ETFs offer guaranteed liquidity – you don't have to wait for a buyer or a seller. This means your ETF should sell on the day you ask to sell it as long as the stock exchange is open and your instruction is received in time.

How do you get paid from ETF? ›

ETF issuers collect any dividends paid by the companies whose stocks are held in the fund, and they then pay those dividends to their shareholders. They may pay the money directly to the shareholders, or reinvest it in the fund.

How does EPF investment work? ›

Under this scheme, members who have sufficient savings can transfer part of the funds in your Akaun Persaraan for investments via the appointed Fund Management Institutions (FMIs), including Unit Trust Management Companies and Asset Management Companies.

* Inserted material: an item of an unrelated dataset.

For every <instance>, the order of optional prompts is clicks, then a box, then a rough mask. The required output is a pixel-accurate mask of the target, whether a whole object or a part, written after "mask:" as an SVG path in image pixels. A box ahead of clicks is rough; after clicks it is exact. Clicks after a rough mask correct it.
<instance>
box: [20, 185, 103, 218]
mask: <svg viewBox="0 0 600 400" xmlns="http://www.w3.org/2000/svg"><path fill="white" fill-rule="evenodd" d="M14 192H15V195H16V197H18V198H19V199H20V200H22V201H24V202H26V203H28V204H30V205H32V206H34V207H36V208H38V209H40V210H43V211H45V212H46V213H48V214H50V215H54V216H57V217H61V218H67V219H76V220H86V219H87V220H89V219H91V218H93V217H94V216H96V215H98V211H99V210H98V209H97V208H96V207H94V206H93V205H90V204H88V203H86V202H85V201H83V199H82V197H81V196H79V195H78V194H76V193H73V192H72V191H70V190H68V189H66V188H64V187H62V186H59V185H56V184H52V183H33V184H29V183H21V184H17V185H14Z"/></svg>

How do you get paid from an ETF? ›

ETFs pay dividends earned from the underlying stocks held in the ETF. An ETF that receives dividends must pay them to investors in cash or additional shares of the ETF. Dividends may be taxed at the long-term capital gains rate or the investor's ordinary income tax rate.

How does EPF pay dividends? ›

Dividends. The EPF guarantees a minimum 2.5% dividend through approved investments to ensure your savings are secured (Simpanan Konvensional). An Annual Dividend payout is credited based on your savings as at 1 January yearly. Your dividends are calculated based on your daily aggregate balance.

Is it safe to invest in EPF? ›

Safe Investment: EPF is a safe and government-backed investment option that provides a guaranteed return on contributions. Tax Benefits: EPF contributions are eligible for tax deductions under Section 80C of the Income Tax Act, making it a tax-efficient savings avenue.